Oktar grubuna 17 yaşında giren G.S: Kızlar her gün onlarca örgüt üyesiyle birlikte olurdu
Adnan Oktar grubuna 17 yaşında giren ve 16 yıl kaldıktan sonra kaçan 34 yaşındaki G.S. adlı müştekinin emniyetteki ifadeleri dikkat çekti...
Kamuoyunda 'Adnan Hoca' olarak bilinen Adnan Oktar grubuna 17
yaşında giren, 16 yıl kaldıktan sonra kaçan 34 yaşındaki G.S.
emniyette verdiği ifadede, genç kızların evlilik bahanesiyle
kandırıldığını söyledi.
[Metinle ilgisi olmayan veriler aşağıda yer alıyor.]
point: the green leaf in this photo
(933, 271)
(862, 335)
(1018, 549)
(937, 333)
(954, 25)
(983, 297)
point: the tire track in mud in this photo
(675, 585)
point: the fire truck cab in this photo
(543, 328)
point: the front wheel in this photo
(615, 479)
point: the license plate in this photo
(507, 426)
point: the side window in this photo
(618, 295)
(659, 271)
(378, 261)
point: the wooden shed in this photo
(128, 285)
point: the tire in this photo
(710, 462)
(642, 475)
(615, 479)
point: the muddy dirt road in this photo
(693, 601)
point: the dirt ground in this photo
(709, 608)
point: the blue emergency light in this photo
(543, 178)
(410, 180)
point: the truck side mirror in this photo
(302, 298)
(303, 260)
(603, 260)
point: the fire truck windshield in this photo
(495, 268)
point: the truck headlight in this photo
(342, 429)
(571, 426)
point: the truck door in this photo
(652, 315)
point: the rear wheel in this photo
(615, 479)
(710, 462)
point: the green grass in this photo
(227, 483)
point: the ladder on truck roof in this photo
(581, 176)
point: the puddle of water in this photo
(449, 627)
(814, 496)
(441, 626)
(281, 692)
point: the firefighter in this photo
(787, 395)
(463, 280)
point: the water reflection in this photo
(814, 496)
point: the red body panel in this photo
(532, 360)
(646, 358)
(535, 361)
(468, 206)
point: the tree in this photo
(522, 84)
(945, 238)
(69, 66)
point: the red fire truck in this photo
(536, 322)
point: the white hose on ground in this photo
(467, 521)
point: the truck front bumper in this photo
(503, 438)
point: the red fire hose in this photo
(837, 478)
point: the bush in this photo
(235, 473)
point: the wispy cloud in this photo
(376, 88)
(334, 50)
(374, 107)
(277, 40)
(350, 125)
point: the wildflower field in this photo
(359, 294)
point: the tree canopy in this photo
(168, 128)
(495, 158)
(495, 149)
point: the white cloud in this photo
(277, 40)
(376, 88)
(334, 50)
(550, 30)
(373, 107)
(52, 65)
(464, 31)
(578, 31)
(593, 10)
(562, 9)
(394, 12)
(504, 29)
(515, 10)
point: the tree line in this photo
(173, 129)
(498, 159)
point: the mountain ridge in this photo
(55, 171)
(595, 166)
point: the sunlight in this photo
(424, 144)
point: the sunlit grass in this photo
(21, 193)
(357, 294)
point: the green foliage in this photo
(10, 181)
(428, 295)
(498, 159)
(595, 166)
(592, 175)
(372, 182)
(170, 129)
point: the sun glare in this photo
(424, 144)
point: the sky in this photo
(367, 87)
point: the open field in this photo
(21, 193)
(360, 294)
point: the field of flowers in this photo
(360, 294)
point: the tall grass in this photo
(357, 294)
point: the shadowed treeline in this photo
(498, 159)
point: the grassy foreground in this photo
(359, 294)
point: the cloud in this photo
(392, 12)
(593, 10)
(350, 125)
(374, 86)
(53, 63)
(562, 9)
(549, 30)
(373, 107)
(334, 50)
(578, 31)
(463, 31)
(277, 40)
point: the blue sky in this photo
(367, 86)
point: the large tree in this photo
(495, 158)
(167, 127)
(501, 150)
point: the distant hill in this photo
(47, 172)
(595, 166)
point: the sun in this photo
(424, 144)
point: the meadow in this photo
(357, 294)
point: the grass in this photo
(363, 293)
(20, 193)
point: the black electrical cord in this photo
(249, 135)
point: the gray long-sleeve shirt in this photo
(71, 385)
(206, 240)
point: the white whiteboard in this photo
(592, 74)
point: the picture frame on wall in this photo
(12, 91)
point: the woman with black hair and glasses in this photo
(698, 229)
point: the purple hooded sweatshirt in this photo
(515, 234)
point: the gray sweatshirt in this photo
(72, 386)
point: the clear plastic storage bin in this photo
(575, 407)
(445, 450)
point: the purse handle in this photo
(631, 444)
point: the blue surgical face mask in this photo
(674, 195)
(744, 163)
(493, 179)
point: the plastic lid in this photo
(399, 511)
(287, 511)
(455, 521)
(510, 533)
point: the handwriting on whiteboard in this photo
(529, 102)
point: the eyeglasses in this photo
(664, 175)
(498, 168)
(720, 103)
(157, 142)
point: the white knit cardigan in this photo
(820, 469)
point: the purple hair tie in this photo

G.S. "Evleneceği kişi 'Diğer arkadaşlarımla
da birlikte olmazsan seninle evlenmem' diye kızları kandırırdı.
Kızlar bu şekilde her gün onlarca örgüt üyesiyle birlikte olurdu"
dedi.
Öte yandan G.S., kadınların bu duruma itiraz etmesi durumunda
aşağılanma ve gizli kameraya çekilmiş olabileceği korkusuyla
şikâyette bulunamadıklarını belirtti.
Kamuoyunda 'Adnan Hoca' olarak bilinen Adnan Oktar ve grubuna
yönelik soruşturmada gözaltına alınan 168 kişi tutuklandı.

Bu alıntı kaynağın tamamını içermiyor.